Puisi dan Doa
Oleh: Matroni Muserang*
Puisi
dan doa dua hal yang berbeda. Puisi merupakan sublimasi substansial
kemanusiaan. Ketika puisi itu menjadi keseharian hidup kita menjadi puitis.
Puitis artinya keseharian kita sudah selalu dilandasi moral, etika, dan akhlak.

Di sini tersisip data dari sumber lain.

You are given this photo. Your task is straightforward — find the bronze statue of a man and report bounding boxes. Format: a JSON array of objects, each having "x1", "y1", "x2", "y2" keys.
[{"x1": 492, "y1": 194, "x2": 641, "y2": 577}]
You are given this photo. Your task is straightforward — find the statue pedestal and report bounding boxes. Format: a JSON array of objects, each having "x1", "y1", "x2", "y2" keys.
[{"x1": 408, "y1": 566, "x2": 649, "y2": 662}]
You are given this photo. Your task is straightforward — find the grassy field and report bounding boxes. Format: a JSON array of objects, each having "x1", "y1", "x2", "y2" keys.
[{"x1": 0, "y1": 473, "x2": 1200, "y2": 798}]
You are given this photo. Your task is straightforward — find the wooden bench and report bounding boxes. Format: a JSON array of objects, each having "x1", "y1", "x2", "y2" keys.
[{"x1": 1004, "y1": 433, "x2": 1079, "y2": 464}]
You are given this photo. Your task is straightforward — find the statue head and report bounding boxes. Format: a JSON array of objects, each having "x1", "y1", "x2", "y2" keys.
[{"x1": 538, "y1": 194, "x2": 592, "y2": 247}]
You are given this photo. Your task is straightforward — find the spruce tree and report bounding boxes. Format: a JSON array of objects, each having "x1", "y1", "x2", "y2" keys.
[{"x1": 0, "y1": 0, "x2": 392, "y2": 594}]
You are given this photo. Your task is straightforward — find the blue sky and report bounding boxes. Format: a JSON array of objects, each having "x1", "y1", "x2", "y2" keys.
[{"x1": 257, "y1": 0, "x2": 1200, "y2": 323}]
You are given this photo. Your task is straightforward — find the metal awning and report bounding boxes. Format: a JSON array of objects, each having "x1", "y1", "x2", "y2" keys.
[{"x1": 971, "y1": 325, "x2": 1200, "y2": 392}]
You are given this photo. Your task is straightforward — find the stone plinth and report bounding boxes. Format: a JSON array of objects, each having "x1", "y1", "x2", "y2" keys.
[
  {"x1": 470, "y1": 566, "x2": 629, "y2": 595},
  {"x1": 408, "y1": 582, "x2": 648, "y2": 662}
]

Atas dasar inilah tulisan ini akan berpijak, untuk memberikan refleksi atau
belajar bersama di tengah tungganglanggangnya sosial politik kemasyarakatan.
Puisi
akan berbeda ketika ia menjadi doa, seperti yang dibacakan oleh Neno Warisman,
kalau kita baca lengkap puisi Neno yang dijadikan doa itu sebenarnya isinya
bagus, hanya ada satu bait yang yang kurang pas ketika kita menggunakan
paradigma agama (baca Neno). Ketika ada bahasa “saya kwatir tidak ada lagi yang
menyembahmu”, pertanyaan yang kemudian muncul adalah apakah manusia Indonesia tidak
memiliki Tuhan? Kalau kita mau menjawab pertanyaan ini tentu manusia Indonesia
semua memiliki Tuhan, maka secara otomatis Tuhan pasti di sembah.
Lantas
dalam konteks apa Neno mengatakan tidak ada yang menyembah? Karena tahun ini
adalah tahun politik maka semua manusia Indonesia tentu memahami hal itu dalam
konteks politik. Bagi saya tidak ada persoalan puisi untuk apa dan bagi siapa,
akan tetapi haruskah kita meniadakan Tuhan di tengah-tengah orang yang
mayoritas beragama. Yang kita tahu setiap agama memiliki Tuhan yang disembah.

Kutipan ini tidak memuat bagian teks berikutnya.